#### In this Notebook, I will be using LSTM(Long Short Term Memory) for Text Classification with Yelp Review Dataset.

#### Main purpose is here to use different kind of **word embedding** along with Neural Network(here LSTM), to see how they affect our overall model accuracy.
---
##### We will be using these four embedding methods:
1. Default Keras Embedding
2. word2vec
3. fastText 
4. GloVe
---
Note: As this dataset is balanced, I am using accuracy as our model evaluation method, also we are using Keras for developing models.

In [None]:
import pandas as pd
import numpy as np
from tensorflow import keras
from tqdm import tqdm
import nltk

In [None]:
print(keras.__version__)



 Here we are going to do binary classification using Yelp Review Sentiment Dataset.
- Dataset Link: [Kaggle Link](https://www.kaggle.com/ilhamfp31/yelp-review-dataset)

In [None]:
train = pd.read_csv('../input/yelp-review-dataset/yelp_review_polarity_csv/train.csv', names = ['sentiment', 'text'] )
test  = pd.read_csv('../input/yelp-review-dataset/yelp_review_polarity_csv/test.csv',  names = ['sentiment', 'text'] )

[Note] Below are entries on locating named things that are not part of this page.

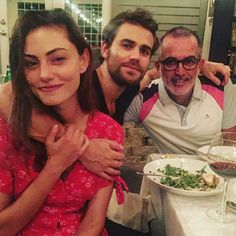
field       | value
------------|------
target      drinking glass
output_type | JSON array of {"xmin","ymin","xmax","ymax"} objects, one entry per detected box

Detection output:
[{"xmin": 207, "ymin": 132, "xmax": 236, "ymax": 223}]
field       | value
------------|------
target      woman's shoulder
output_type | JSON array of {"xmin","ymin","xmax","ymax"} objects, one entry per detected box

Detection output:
[{"xmin": 92, "ymin": 111, "xmax": 122, "ymax": 129}]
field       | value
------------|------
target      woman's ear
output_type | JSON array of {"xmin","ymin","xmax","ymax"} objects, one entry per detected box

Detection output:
[{"xmin": 79, "ymin": 48, "xmax": 91, "ymax": 74}]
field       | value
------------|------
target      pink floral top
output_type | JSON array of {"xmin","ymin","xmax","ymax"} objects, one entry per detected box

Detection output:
[{"xmin": 0, "ymin": 112, "xmax": 124, "ymax": 236}]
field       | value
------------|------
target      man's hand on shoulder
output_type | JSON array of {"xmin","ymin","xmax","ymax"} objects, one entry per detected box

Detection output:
[
  {"xmin": 0, "ymin": 82, "xmax": 13, "ymax": 120},
  {"xmin": 80, "ymin": 139, "xmax": 124, "ymax": 181},
  {"xmin": 201, "ymin": 61, "xmax": 231, "ymax": 85}
]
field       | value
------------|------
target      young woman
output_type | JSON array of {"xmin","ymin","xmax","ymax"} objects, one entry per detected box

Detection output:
[{"xmin": 0, "ymin": 10, "xmax": 123, "ymax": 236}]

#### Here, Negative polarity is class 1, and positive class 2.


In [None]:
train = train[:15000]
train.head()

#### Before diving into that, lets do little text cleaning/preprocessing.

In [None]:
# pip install bs4
# from bs4 import BeautifulSoup
# from nltk.corpus import stopwords
# from nltk.tokenize import sent_tokenize, word_tokenize
# from nltk.stem import WordNetLemmatizer 
# import re
# lm=WordNetLemmatizer()


# def ReturnCleanText(text):
#         # change the text into lower case.(Note: in case of social media text, it is good to leave them as it is)
#         text = text.lower()
#         # removing xml tags from tweets
#         text =BeautifulSoup(text, 'lxml').get_text()
#         # removing URLS 
#         text =re.sub('https?://[A-Za-z0-9./]+','',text)
#         # removing words with "@"
#         text =re.sub(r'@[A-Za-z0-9]+','',text)
#         # removing special characters
#         text = re.sub(r"\W+|_", ' ', text)
#         # tokenization of sentences
#         text = word_tokenize(text)
#         # lemmatize the text using WordNetn
#         words = [lm.lemmatize(word) for word in text if word not in set(stopwords.words('english'))]   
#         return " ".join(words)
    
# train['clean_text'] = train['text'].apply(ReturnCleanText)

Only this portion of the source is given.